- Premier Health will close its Good Samaritan Hospital in Dayton, Ohio, by the end of the year, shifting services to nearby Miami Valley Hospital, the nonprofit health system announced this week.
- Premier said changes in healthcare policy and local economic forces make operating two hospitals just five miles apart unsustainable.
- The 85-year-old facility has 491 beds and 1,600 employees, according to Premier spokeswoman Renee Roberts. The company said it would work to find positions for displaced employees within the Premier system and offer a voluntary retirement program for those who choose not to make the change.
Premier defended the decision to close Good Samaritan rather than Miami Valley, saying the latter is larger and houses more tertiary services that would be costly to move. Officials also considered Good Samaritan’s aging infrastructure, according to an FAQ on the company's website.
Premier emphasized that other Good Samaritan Hospital locations and its Good Samaritan North Health Center will continue to operate and become part of Miami Valley Hospital.
The move reflects the struggles many health systems are facing with fewer inpatient days, cuts to reimbursement and an emphasis on delivering more care in outpatient settings. It also underscores the disruption of local communities and economies when a major employer closes its doors.
In Minnesota, Mayo Clinic has faced pushback and employee walkouts over plans to shutter its Albert Lea hospital and consolidate services with a facility 25 miles away in Austin, Minnesota. The plan, announced in June, led Minnesota Attorney General Lori Swanson to write Mayo Clinic President and CEO John Noseworthy asking him to postpone the move. Noseworthy acknowledged the consolidation is unpopular, but said it “serves the best interests of our patients.”

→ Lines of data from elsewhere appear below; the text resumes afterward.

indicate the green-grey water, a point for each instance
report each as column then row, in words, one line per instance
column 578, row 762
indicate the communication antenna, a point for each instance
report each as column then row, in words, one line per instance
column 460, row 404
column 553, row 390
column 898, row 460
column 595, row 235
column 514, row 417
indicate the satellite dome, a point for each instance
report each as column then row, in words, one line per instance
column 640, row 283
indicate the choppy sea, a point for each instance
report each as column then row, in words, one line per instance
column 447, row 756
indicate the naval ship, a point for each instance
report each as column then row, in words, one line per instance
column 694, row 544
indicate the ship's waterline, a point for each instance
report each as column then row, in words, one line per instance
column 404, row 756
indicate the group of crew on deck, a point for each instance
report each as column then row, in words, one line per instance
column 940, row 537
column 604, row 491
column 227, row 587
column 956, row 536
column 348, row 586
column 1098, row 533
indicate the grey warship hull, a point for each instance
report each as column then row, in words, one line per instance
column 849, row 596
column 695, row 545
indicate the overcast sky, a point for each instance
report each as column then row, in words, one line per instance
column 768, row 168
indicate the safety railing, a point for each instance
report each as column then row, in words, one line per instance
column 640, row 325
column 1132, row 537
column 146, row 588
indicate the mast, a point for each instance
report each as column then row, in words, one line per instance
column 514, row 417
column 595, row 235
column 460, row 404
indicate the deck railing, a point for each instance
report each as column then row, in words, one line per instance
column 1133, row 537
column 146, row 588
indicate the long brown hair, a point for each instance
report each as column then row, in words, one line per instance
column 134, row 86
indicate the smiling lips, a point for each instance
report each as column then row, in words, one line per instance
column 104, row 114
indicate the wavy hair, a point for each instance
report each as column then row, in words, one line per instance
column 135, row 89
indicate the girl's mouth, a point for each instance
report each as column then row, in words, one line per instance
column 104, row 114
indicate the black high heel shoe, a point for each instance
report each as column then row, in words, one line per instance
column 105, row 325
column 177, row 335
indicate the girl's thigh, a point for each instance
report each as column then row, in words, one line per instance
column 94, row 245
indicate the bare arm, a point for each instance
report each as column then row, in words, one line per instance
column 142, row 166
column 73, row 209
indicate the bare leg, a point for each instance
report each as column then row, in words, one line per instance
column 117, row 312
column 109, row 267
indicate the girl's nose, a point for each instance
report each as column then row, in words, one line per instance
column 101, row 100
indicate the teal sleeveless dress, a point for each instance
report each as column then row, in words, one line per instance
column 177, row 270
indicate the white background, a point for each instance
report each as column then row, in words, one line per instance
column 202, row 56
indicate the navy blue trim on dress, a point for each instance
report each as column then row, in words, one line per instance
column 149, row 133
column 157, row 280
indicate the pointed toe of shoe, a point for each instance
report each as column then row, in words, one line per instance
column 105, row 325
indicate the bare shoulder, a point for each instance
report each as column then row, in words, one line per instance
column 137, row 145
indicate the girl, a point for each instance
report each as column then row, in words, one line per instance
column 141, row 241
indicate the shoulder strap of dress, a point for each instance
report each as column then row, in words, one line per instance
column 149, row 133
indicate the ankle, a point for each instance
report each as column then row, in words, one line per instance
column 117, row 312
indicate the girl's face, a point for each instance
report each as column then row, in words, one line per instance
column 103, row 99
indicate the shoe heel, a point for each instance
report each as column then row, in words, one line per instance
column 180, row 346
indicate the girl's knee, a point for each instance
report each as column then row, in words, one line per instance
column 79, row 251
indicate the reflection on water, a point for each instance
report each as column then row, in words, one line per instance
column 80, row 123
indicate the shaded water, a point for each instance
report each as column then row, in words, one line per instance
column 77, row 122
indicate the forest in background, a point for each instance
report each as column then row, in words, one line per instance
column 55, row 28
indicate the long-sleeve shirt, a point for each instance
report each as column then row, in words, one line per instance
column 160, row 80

Hospitals in rural areas have been especially hard hit, with 80 closures since 2010 and nearly 600 at risk of closing, according to iVantage Health Analytics. Cuts to Medicaid funding in President Donald Trump’s fiscal year 2018 budget proposal and Republican efforts to end Medicaid expansion could force more hospitals to close.
To help rural hospitals survive, policymakers need to let communities define their specific needs and service sets and then create funding mechanisms that meet those realities, according to a report by the Bipartisan Policy Center and the Center for Outcomes Research and Education. That could mean converting some small inpatient facilities into rural emergency care centers.
The need to be flexible and adapt strategic plans is something many healthcare organizations are embracing in the current environment — not just rural hospitals.